En medio de todo este caos apareció “la Armengola” con algo entre sus brazos. Huía del mundo. Escapaba de las águilas sanguinarias del destino. Todas las puertas las encontraba cerradas. Cadáveres y cráneos destrozados por todas partes. Con sus brazos trataba de proteger al hijo que amamantaba. Al hijo de Benzaddón. Al morisco que confundía con el calor de su propio hijo. A aquellos agrandes ojos negros que la miraban confusos y esperanzados.

Íñigo Darún no podía más. Las fuerzas le fallaban… al judío Jacob había que ayudarle… Otro morían sin consúelo. Muchos. Todos morían… ¿Dónde estaba Dios en medio de aquel exterminio que nadie había querido?
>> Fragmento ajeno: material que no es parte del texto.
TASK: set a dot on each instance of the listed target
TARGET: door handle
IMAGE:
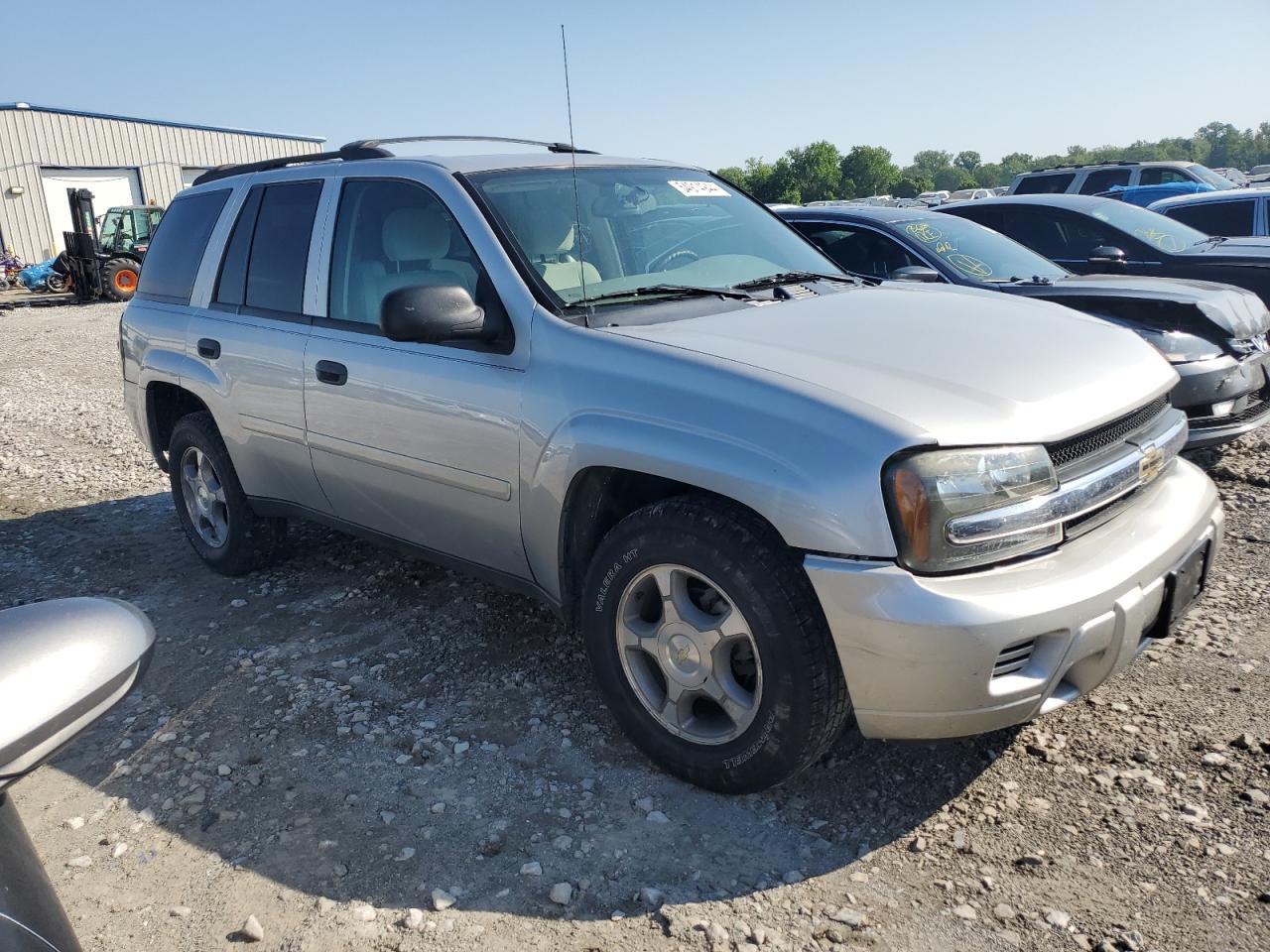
(331, 372)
De repente “la Armengola”, sintió como le ardía el pecho. El dolor de un fuego intenso en su regazo la obligó a encaramarse en una de las almenas. Miró al cielo, trató de descubrir alguna luz en el infinito inmenso que le señalara un camino. Gritó el nombre de Alá varias veces mientras le mostraba al morisco entre pañales. ¡Llévatelo! Exclamaba entre gemidos. Pero las estrellas permanecían calladas. Fue entonces cuando, levantando a la criatura por encima de su cabeza, la arrojó al vacío. “Sigue el camino de tu padre”, se repetía dolorida. “Dónde va el padre debe de ir el hijo”, balbuceaba entre lágrimas y mientas se quedaba sin alientos.
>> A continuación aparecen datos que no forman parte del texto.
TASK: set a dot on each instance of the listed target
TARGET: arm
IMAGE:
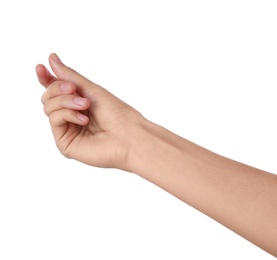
(91, 125)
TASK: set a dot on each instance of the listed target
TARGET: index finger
(45, 77)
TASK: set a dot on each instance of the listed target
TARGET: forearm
(242, 198)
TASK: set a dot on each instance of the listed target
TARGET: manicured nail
(65, 87)
(82, 117)
(56, 58)
(79, 101)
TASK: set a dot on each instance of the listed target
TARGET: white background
(204, 69)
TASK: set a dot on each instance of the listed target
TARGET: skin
(93, 126)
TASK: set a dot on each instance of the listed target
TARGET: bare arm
(242, 198)
(91, 125)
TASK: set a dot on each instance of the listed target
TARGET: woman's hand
(89, 124)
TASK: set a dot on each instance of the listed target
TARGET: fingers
(58, 88)
(44, 76)
(67, 101)
(85, 86)
(60, 118)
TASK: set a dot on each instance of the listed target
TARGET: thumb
(63, 72)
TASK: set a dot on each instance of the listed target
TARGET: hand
(89, 124)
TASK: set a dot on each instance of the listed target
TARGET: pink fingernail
(79, 101)
(65, 87)
(56, 58)
(82, 117)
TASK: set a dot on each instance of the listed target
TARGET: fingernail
(56, 58)
(82, 117)
(65, 87)
(79, 101)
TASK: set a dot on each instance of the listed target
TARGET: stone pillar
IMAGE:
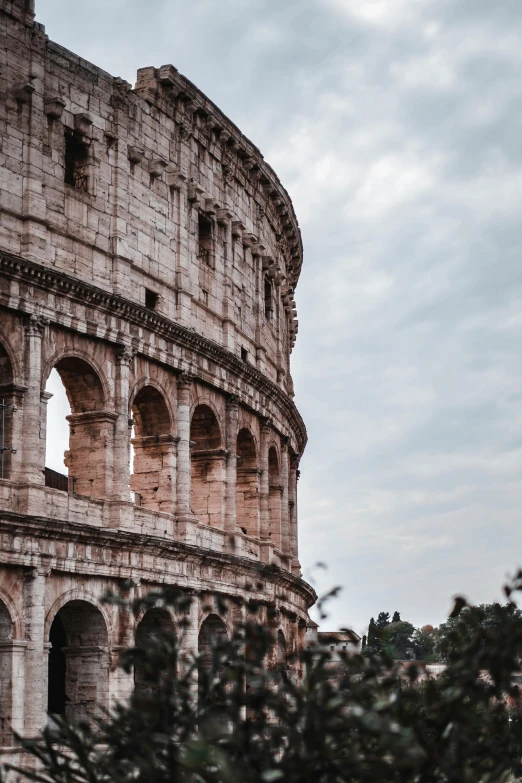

Todo había terminado. El castillo estaba en poder de las tribus. De los labradores. De los humildes…

Por entre las sombras alargadas, cientos de heridos señalaban las almenas del castillo… maravillados… transfigurados… con el sabor a sangre todavía en sus bocas… Apuntaban con sus índices temblorosos hacia las almenas del castillo. Afirmaban en un clamor, que las Santas Justa y Rufina, Patronas de la Ciudad, brillando como unas luminarias mágicas habían recogido el cuerpo del morisco que “la Armengola” lanzó al vacío, evitando de esta manera que se estrellara contra las rocas y apiadándose, seguramente, del dolor de su nodriza. Y después, cada una en una torre, indicaban el camino a Don Alfonso, para que, en medio del negror profundo de la noche, llegara con prontitud al lugar.
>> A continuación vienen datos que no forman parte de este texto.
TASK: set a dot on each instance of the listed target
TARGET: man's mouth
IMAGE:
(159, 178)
Orihuela, gracias al sacrificio de sus hijos, ya era cristiana. Y por eso, en la noche del dieciséis al diecisiete de julio, todos los oriolanos recordarán esta leyenda colocando en el balcón principal de su casa, estén donde estén, dos luminarias que representan a las Santas Justa y Rufina protegiendo a los oriolanos en aquella noche descomunal. En recuerdo de aquella noche en la que la valentía y astucia de una bella oriolana salvó de una muerte segura a los cristianos de Orihuela.